To run inference with your own models and config use

blast-ct-inference \
   --job-dir <path-to-job-dir> \
   --config-file <path-to-config-file> \
   --test-csv-path <path-to-test-csv> \
   --device <gpu_id> \
   --saved-model-paths <list-of-paths-to-saved-models>
  1. --job-dir: the path to the directory where the predictions and logs will be saved;
  2. --config-file: the path to a json config file (see data/config.json for example);
  3. --test-csv-path: the path to a csv file containing the paths of the images to be processed;
  4. --device <device-id> the device used for computation. Can be 'cpu' (up to 1 hour per image) or an integer indexing a cuda capable GPU on your machine. Defaults to CPU; --saved-model-paths is a list of pre-trained model paths;
  5. pass --overwrite True: to write over existing job-dir. Set as False if you want to continue a run previously started.
  6. pass --do-localisation True to localise the segmented lesion, i.e. calculate the volume of lesion per brain region.
  7. (Only if --do-localisation True) '--num-reg-runs': how many times to run registration between native scan and CT template. Running it more than one time prevents initialisation errors, as only the best performing run is kept.
Working example:

Run the following in the blast-ct-example directory (GPU example):

blast-ct-inference \
    --job-dir my-custom-inference-job \
    --config-file data/config.json \
    --test-csv-path data/data.csv \
    --device 0 \
    --saved-model-paths "data/saved_models/model_1.pt data/saved_models/model_3.pt data/saved_models/model_6.pt
    --do-localisation True

csv files for inference and training

The tool takes input from csv files containing lists of images with unique ids.

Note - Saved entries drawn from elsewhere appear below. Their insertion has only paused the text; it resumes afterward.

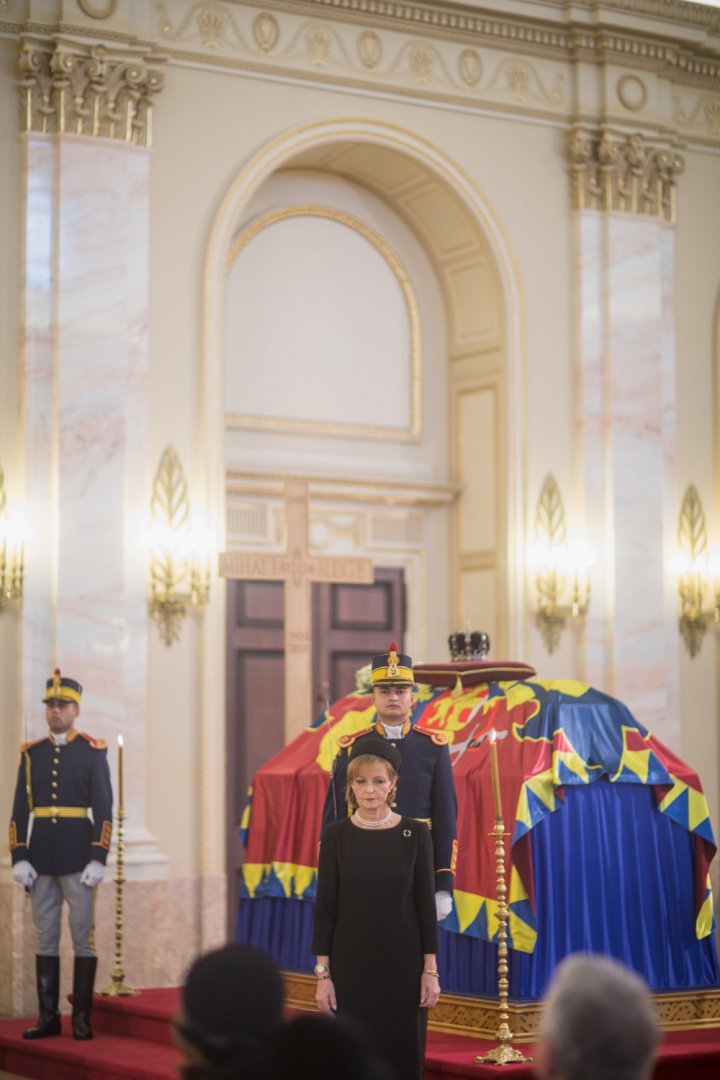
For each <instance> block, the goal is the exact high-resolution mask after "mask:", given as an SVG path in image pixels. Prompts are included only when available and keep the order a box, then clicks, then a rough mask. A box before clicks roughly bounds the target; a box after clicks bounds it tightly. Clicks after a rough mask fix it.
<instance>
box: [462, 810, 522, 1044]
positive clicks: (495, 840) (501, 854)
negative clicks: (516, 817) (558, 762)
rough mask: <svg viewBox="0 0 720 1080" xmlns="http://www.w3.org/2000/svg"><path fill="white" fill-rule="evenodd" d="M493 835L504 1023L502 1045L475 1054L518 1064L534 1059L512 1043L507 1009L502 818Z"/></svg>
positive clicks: (505, 915) (503, 837)
mask: <svg viewBox="0 0 720 1080" xmlns="http://www.w3.org/2000/svg"><path fill="white" fill-rule="evenodd" d="M489 835H490V836H494V838H495V869H497V875H498V923H499V927H500V929H499V931H498V1007H499V1013H500V1024H499V1026H498V1030H497V1031H495V1039H497V1040H498V1045H497V1047H493V1049H492V1050H490V1051H488V1053H487V1054H483V1055H481V1056H478V1057H476V1058H475V1062H476V1063H478V1064H479V1063H486V1064H487V1063H492V1064H494V1065H515V1064H517V1063H519V1062H531V1061H532V1057H526V1056H525V1054H522V1053H521V1052H520V1051H519V1050H516V1049H515V1048H514V1047H512V1045H511V1043H512V1041H513V1032H512V1031H511V1029H510V1024H508V1020H510V1015H508V1011H507V989H508V982H507V971H508V967H507V887H506V885H505V839H504V838H505V836H506V835H508V834H506V833H505V825H504V822H503V820H502V818H498V819H497V820H495V824H494V828H493V829H492V833H490V834H489Z"/></svg>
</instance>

Each row in the csv represents a scan and must contain:

  1. A column named id which must be unique for each row (otherwise overwriting will happen);
  2. A column named image which must contain the path to a nifti file;
  3. (training only) A column named target containing a nifti file with the corresponding labels for training;
  4. (training only; optional) A column named sampling_mask containing a nifti file with the corresponding sampling mask for training; See data/data.csv for a working example with 10 rows/ids (even though in this example they point to the same image).